Griefbot e intelligenze artificiali.
[ZEUS News - www.zeusnews.it - 21-07-2023]
La visionaria serie televisiva distopica Black Mirror ha ormai una lunga tradizione di previsioni tecnologiche che qualche anno dopo si avverano. Dieci anni fa, nella puntata Be Right Back (Torna da me nella versione italiana), aveva immaginato un servizio online che raccoglieva tutte le informazioni pubblicate sui social network da una persona defunta e tutti i suoi messaggi vocali e video e li usava per creare un avatar che, sullo schermo dello smartphone, parlava esattamente come quella persona e aveva il suo stesso aspetto.
Con l'arrivo di ChatGPT e delle altre tecnologie di intelligenza artificiale, quest'idea è diventata fattibile, e ha un nome tecnico, griefbot, che combina il termine inglese "grief" (cioè "lutto"), con "bot", vale a dire "programma o agente automatico".
Già alcuni anni fa erano stati realizzati in Russia, Canada, Stati Uniti e Cina dei griefbot elementari, capaci di scrivere messaggi e di chattare online imitando più o meno lo stile e, in alcuni casi, anche la voce di una persona defunta, e proprio un anno fa in questi giorni Amazon proponeva di dare al suo assistente vocale Alexa la voce di un familiare deceduto. Ma questi griefbot erano abbastanza limitati come fedeltà delle loro conversazioni e non erano in grado di mostrare interazioni video.
Ora, però, l'azienda coreana Deepbrain AI, che produce assistenti virtuali e conduttori sintetici per telegiornali, offre anche queste interazioni su schermo, tramite Re;memory, un servizio che permette alle persone di dialogare anche in video con chi non c'è più.
A differenza dei griefbot realizzati fin qui, che si basano sui dati lasciati dalla persona deceduta, Re;memory si appoggia a suoni, immagini e dati forniti appositamente e preventivamente. Chi vuole lasciare ai posteri un proprio avatar interattivo deve farsi videoregistrare per circa sette ore, durante le quali avviene un colloquio dettagliato, il cui contenuto viene poi usato per fornire a un'intelligenza artificiale una serie di campioni audio e video e di informazioni personali sulle quali basare l'avatar che replicherà l'aspetto fisico e la voce della persona.
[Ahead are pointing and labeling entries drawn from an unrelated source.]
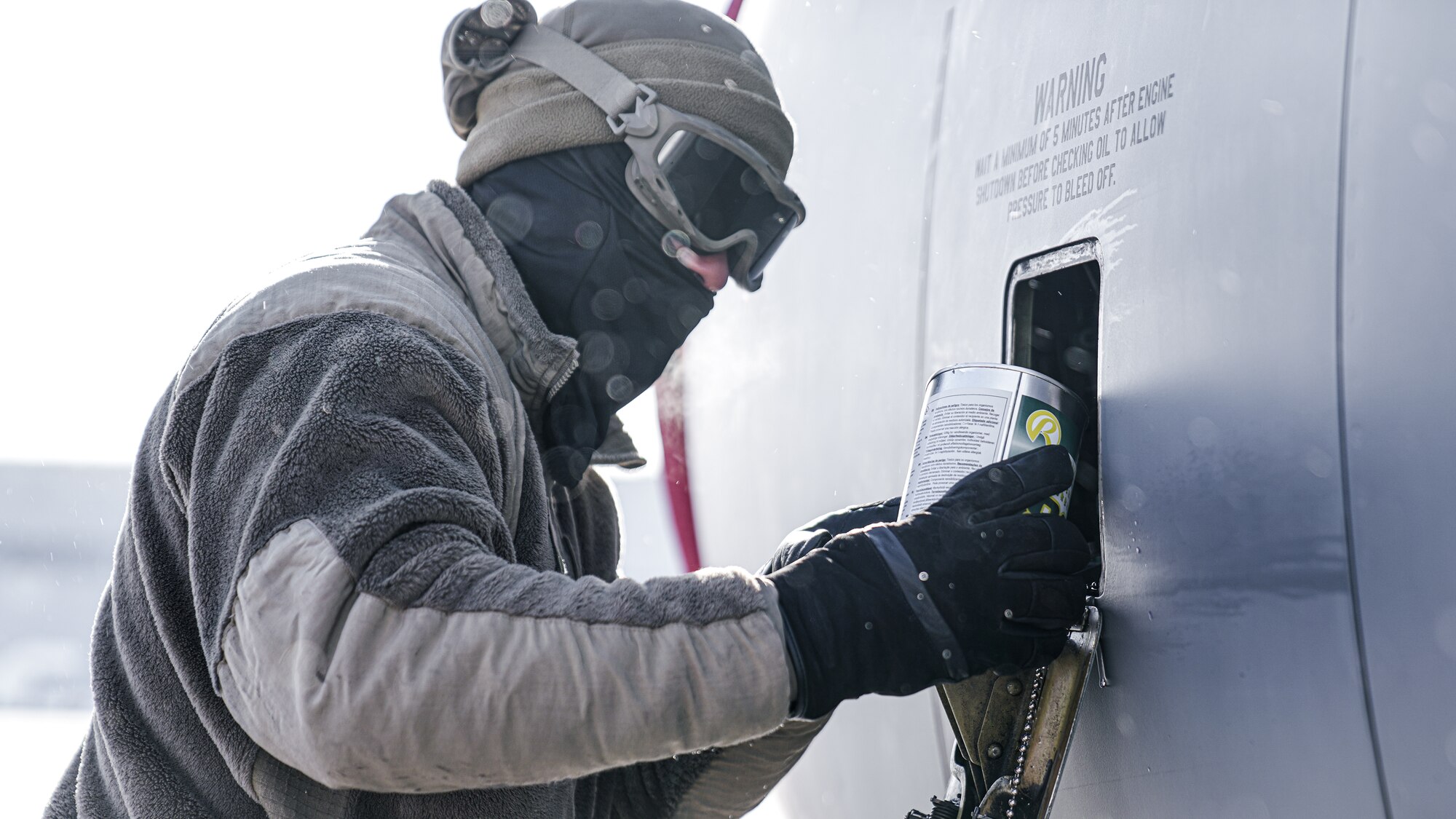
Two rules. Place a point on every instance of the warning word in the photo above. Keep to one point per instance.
(1071, 158)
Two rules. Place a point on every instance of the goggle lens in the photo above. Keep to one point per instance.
(723, 194)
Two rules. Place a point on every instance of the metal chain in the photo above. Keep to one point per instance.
(1026, 740)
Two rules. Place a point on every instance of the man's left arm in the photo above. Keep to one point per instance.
(724, 783)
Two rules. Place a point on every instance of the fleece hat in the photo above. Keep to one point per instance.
(698, 63)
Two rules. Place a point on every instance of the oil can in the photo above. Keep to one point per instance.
(1013, 732)
(978, 414)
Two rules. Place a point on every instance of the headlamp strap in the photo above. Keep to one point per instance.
(630, 107)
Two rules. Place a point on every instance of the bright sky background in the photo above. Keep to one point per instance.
(161, 158)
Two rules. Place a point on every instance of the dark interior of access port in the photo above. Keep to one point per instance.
(1053, 328)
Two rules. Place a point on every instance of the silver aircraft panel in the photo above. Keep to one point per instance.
(1231, 646)
(1400, 388)
(803, 398)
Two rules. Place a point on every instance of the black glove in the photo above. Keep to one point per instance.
(969, 585)
(818, 532)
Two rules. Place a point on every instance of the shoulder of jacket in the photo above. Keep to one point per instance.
(371, 276)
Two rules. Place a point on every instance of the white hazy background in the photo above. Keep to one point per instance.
(158, 161)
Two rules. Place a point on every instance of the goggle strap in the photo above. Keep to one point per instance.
(612, 91)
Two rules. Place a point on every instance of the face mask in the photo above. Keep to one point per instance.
(593, 264)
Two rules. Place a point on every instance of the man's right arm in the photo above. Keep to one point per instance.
(360, 595)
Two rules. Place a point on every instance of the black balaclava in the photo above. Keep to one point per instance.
(592, 261)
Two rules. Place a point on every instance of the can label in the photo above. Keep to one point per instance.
(970, 422)
(960, 433)
(1040, 424)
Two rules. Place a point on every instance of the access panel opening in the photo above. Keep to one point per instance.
(1053, 304)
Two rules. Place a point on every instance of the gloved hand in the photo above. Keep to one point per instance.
(969, 585)
(819, 531)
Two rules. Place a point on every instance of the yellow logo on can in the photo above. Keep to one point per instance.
(1046, 426)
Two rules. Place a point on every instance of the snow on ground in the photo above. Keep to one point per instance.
(39, 745)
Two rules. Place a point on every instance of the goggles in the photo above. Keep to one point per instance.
(691, 174)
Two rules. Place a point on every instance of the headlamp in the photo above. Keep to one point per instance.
(689, 173)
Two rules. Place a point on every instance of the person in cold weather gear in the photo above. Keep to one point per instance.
(368, 567)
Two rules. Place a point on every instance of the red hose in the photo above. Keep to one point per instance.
(675, 461)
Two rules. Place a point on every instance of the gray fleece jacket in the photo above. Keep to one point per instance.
(346, 587)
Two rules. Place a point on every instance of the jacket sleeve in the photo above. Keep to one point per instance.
(360, 595)
(721, 783)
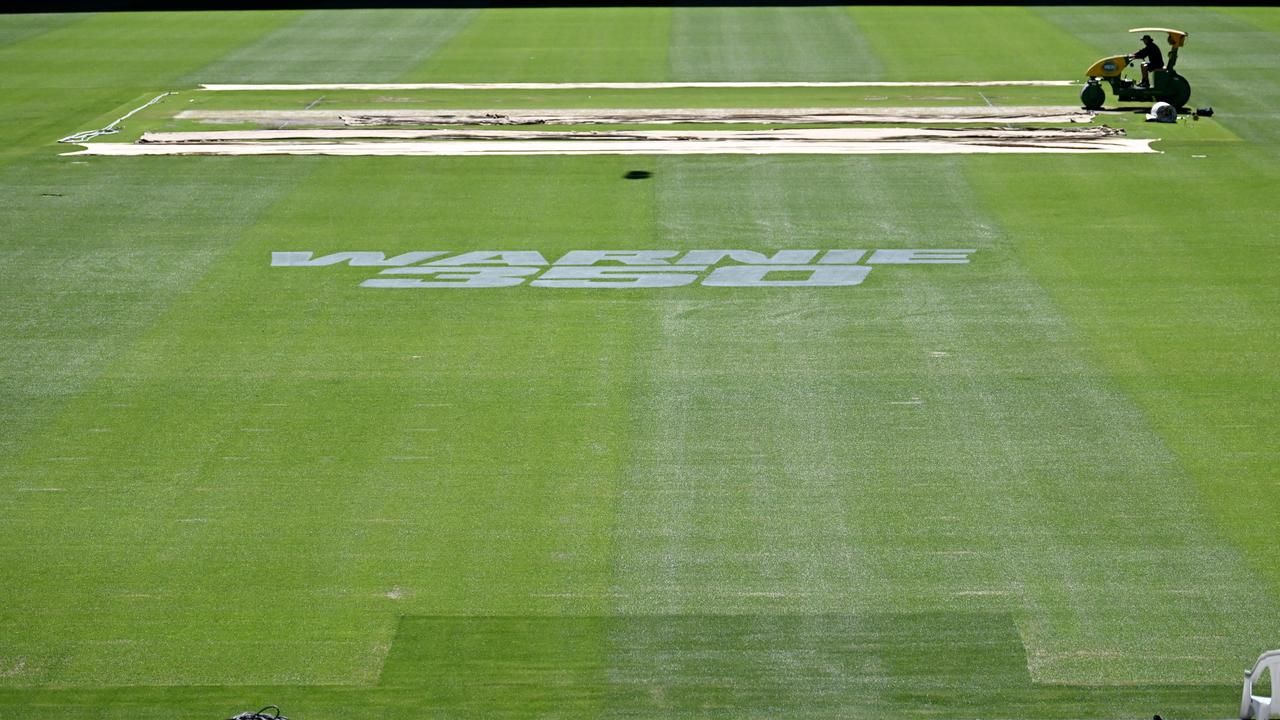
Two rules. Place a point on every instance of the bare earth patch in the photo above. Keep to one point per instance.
(848, 115)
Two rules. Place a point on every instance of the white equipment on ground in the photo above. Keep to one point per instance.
(1162, 113)
(1260, 707)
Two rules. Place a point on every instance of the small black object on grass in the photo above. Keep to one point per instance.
(261, 715)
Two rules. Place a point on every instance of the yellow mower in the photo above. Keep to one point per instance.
(1166, 85)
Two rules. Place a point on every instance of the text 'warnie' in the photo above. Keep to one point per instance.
(622, 268)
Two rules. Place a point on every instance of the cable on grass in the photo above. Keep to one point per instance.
(115, 124)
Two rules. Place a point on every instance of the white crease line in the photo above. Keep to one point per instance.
(219, 87)
(617, 147)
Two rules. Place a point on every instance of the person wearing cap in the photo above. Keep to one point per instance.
(1152, 59)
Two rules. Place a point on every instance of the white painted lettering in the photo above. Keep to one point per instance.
(453, 277)
(754, 276)
(748, 256)
(352, 259)
(842, 256)
(631, 276)
(919, 256)
(494, 258)
(625, 256)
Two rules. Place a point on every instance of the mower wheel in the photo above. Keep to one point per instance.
(1092, 96)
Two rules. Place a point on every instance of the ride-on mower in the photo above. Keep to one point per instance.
(1166, 85)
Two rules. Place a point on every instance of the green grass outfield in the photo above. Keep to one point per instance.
(1038, 484)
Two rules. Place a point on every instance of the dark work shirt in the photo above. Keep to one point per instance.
(1152, 54)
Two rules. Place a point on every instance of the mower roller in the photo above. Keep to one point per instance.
(1166, 85)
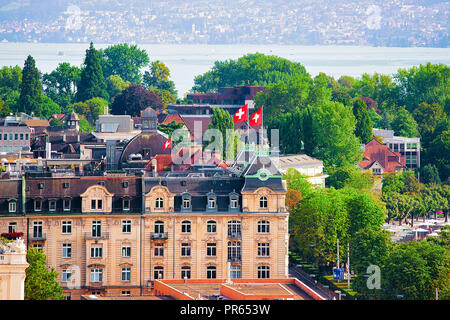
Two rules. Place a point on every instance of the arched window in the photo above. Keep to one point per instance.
(211, 272)
(158, 272)
(211, 226)
(263, 226)
(185, 272)
(234, 251)
(159, 203)
(185, 226)
(234, 229)
(263, 202)
(159, 227)
(263, 272)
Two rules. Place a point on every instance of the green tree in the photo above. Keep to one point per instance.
(333, 119)
(404, 124)
(30, 89)
(92, 82)
(134, 99)
(413, 270)
(368, 247)
(429, 174)
(125, 61)
(40, 282)
(115, 85)
(363, 128)
(48, 107)
(60, 84)
(256, 69)
(222, 121)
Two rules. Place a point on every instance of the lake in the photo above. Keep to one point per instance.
(187, 61)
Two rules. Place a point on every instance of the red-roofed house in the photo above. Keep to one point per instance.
(378, 158)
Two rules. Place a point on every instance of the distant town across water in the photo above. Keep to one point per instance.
(187, 61)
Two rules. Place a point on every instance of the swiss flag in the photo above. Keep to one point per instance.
(255, 119)
(240, 115)
(168, 144)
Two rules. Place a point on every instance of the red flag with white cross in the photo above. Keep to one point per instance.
(256, 118)
(168, 144)
(240, 115)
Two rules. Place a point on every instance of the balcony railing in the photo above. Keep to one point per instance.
(38, 237)
(234, 235)
(159, 235)
(90, 236)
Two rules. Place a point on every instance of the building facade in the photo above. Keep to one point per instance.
(114, 235)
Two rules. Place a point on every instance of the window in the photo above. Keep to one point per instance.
(159, 227)
(234, 250)
(126, 226)
(211, 272)
(263, 250)
(66, 204)
(126, 251)
(159, 203)
(96, 252)
(66, 276)
(235, 271)
(66, 226)
(37, 229)
(185, 249)
(263, 202)
(158, 273)
(96, 228)
(52, 205)
(67, 250)
(126, 274)
(159, 250)
(234, 229)
(96, 204)
(376, 170)
(126, 204)
(263, 226)
(263, 272)
(185, 272)
(96, 275)
(186, 226)
(12, 206)
(37, 205)
(211, 226)
(210, 249)
(211, 203)
(12, 227)
(186, 203)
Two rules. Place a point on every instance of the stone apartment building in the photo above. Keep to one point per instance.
(114, 235)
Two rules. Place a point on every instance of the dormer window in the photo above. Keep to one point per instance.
(234, 201)
(159, 203)
(186, 204)
(212, 201)
(263, 203)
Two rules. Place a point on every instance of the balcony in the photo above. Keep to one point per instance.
(159, 235)
(234, 259)
(89, 236)
(235, 235)
(38, 237)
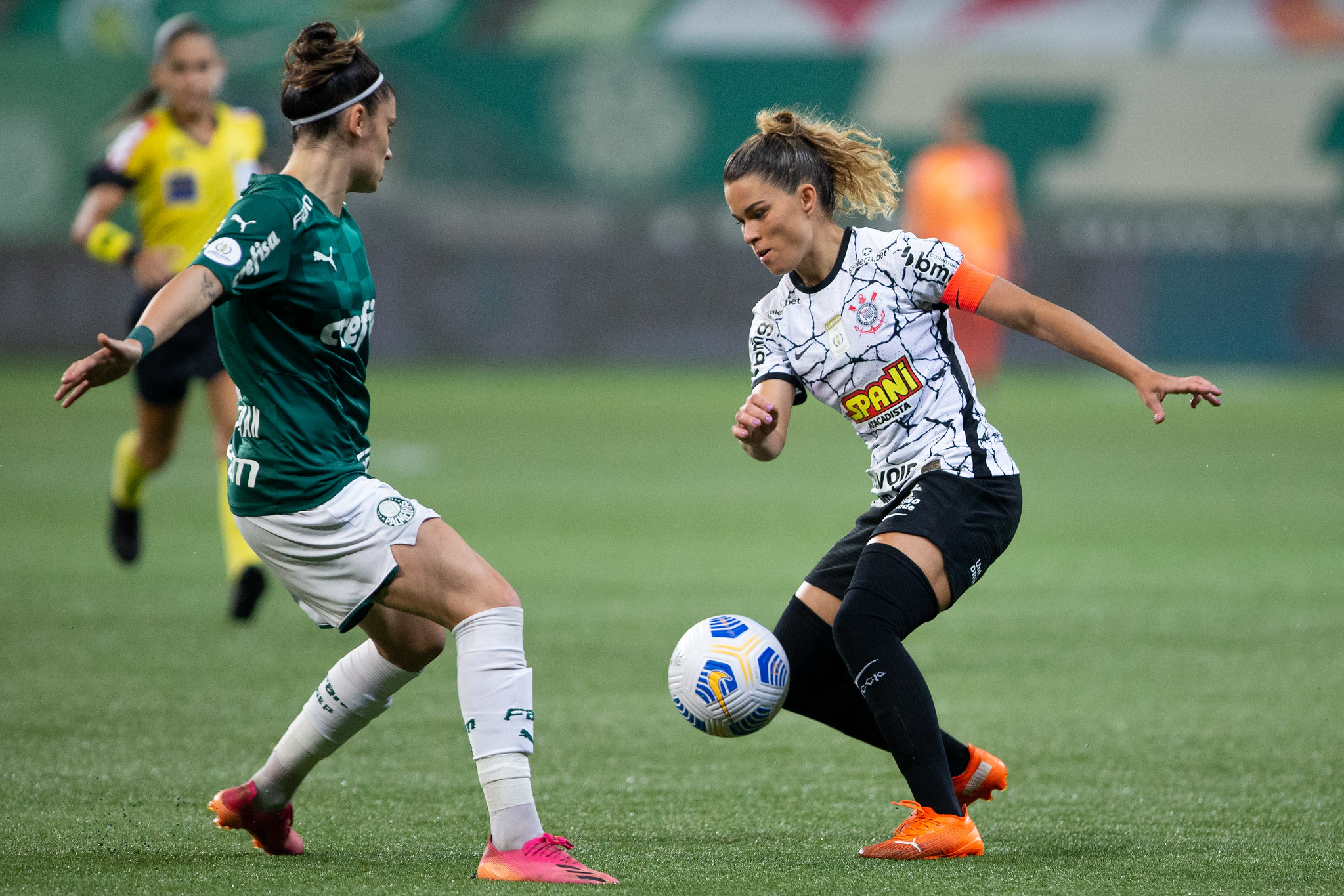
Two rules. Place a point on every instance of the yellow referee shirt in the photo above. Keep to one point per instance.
(183, 188)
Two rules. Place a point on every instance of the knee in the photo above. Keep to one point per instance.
(495, 590)
(850, 622)
(154, 453)
(416, 652)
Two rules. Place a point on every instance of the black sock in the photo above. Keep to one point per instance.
(959, 754)
(821, 688)
(889, 598)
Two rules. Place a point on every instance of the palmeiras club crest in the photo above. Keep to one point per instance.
(867, 317)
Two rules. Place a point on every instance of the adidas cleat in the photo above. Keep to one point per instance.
(542, 860)
(986, 774)
(926, 834)
(273, 832)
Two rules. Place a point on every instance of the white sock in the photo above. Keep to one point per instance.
(507, 781)
(355, 692)
(495, 691)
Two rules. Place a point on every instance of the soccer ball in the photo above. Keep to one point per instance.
(729, 676)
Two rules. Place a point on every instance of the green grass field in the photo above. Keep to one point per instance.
(1158, 657)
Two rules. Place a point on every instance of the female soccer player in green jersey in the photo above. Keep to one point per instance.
(293, 305)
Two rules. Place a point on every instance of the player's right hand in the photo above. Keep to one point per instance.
(109, 363)
(152, 267)
(754, 421)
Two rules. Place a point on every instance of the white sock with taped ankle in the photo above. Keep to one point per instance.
(507, 782)
(358, 689)
(495, 691)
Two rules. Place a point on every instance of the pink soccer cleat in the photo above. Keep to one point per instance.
(272, 832)
(542, 860)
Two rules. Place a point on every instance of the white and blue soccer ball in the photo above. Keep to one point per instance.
(729, 676)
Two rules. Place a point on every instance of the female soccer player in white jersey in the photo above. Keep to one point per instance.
(293, 304)
(861, 322)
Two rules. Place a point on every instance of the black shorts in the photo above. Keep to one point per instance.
(972, 521)
(162, 378)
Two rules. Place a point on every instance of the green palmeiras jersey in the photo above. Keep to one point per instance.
(293, 330)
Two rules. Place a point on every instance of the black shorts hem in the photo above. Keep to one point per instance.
(969, 519)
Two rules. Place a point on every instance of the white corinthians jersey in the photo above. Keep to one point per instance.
(873, 340)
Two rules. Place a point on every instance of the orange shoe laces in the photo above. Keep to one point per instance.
(922, 820)
(549, 847)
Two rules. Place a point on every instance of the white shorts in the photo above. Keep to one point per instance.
(336, 557)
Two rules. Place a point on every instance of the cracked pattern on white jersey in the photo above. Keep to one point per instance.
(874, 341)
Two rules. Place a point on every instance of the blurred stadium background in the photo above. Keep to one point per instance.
(557, 186)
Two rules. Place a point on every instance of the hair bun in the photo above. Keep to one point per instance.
(779, 121)
(315, 42)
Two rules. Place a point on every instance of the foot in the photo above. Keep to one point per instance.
(248, 591)
(984, 774)
(272, 832)
(926, 834)
(124, 534)
(542, 860)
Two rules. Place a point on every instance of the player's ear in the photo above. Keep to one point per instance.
(357, 119)
(808, 198)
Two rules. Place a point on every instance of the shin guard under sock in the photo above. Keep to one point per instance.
(821, 688)
(889, 597)
(495, 691)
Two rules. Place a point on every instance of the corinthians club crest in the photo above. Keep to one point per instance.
(867, 317)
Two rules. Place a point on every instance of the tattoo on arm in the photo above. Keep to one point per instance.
(210, 286)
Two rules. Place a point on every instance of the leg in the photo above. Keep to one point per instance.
(357, 691)
(821, 687)
(889, 597)
(242, 566)
(139, 452)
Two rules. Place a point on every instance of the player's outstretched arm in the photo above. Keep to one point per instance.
(1016, 308)
(186, 296)
(762, 422)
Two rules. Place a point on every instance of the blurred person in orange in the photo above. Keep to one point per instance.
(961, 191)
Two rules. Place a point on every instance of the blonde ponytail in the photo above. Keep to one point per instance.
(847, 165)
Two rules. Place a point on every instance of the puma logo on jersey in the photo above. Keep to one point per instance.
(896, 385)
(303, 213)
(350, 331)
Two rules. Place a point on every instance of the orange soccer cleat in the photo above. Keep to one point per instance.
(984, 774)
(272, 832)
(542, 860)
(926, 834)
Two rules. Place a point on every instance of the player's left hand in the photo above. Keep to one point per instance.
(109, 363)
(1154, 387)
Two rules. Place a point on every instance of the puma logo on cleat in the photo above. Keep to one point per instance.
(979, 778)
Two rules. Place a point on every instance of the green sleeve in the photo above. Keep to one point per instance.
(250, 250)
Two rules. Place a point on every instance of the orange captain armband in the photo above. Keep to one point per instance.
(966, 286)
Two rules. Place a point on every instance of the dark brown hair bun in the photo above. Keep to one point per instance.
(323, 72)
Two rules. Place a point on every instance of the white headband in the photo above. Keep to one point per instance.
(345, 105)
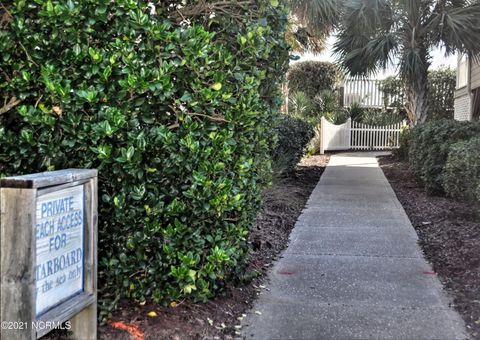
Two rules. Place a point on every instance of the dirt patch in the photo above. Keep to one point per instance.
(449, 233)
(216, 319)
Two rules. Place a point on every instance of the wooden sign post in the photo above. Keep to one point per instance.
(48, 251)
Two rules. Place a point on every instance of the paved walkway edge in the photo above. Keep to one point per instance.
(353, 269)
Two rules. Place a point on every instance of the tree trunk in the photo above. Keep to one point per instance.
(416, 95)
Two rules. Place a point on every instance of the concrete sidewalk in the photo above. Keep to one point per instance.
(353, 269)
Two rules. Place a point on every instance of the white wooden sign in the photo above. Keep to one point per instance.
(48, 254)
(60, 247)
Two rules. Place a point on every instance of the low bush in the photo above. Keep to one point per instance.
(429, 148)
(313, 77)
(294, 134)
(462, 171)
(441, 90)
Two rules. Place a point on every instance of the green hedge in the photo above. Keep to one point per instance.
(429, 148)
(441, 91)
(313, 77)
(294, 134)
(462, 171)
(176, 117)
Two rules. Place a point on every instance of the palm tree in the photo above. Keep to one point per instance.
(373, 34)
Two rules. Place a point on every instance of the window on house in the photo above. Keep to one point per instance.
(476, 104)
(462, 71)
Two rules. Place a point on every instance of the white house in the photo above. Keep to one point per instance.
(467, 94)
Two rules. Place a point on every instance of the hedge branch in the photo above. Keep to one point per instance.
(6, 17)
(10, 105)
(216, 118)
(203, 8)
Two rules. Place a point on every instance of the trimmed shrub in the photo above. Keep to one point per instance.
(294, 134)
(429, 147)
(462, 171)
(176, 117)
(441, 90)
(404, 143)
(313, 77)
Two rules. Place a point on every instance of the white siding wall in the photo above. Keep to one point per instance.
(462, 108)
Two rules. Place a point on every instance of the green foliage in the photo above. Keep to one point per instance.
(404, 143)
(379, 117)
(462, 171)
(393, 92)
(430, 145)
(293, 136)
(176, 118)
(313, 77)
(299, 105)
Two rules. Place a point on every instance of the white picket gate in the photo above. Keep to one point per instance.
(358, 136)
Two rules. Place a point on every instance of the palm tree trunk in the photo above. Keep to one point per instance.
(416, 93)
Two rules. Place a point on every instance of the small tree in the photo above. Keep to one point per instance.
(374, 33)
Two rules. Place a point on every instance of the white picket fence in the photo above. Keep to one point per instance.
(358, 136)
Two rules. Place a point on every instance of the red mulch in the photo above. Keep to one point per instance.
(449, 233)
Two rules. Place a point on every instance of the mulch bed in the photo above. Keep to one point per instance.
(449, 233)
(216, 319)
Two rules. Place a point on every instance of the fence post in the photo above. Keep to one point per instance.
(349, 124)
(322, 134)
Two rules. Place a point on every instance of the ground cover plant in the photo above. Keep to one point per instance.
(173, 104)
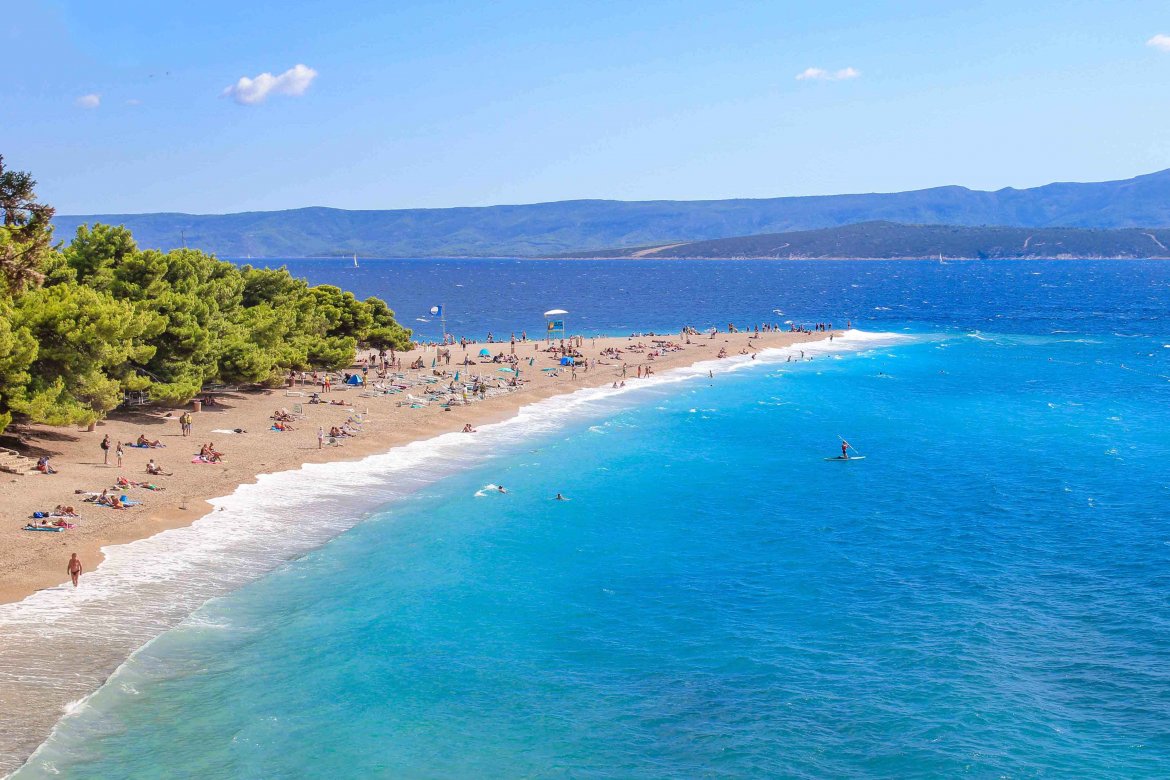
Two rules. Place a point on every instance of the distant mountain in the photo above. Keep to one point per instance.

I familiari potranno incontrare l'avatar, e interagirvi in vere e proprie conversazioni, recandosi in apposite sedi, dove vedranno l'immagine della persona su un grande schermo, a grandezza naturale, seduta comodamente in poltrona, che parla e si muove in risposta alle loro parole.
Nel video promozionale del servizio, che costa circa 10.000 dollari e si paga anche ogni volta che lo si usa, si vede che l'avatar dialoga per esempio con la figlia di un defunto, rispondendo a senso alle sue parole e creando in lei una forte commozione anche se il tono dell'avatar è poco dinamico e molto pacato, perché il software si basa solo sui campioni registrati in queste sedute apposite, che comprensibilmente non sono ricolme di entusiasmo.
Re;memory non è l'unico griefbot sul mercato: aziende come Hereafter AI offrono avatar più vivaci, ma solo in versione audio, che dialogano con i familiari e sono anche in grado di citare storie e aneddoti del passato della persona scomparsa.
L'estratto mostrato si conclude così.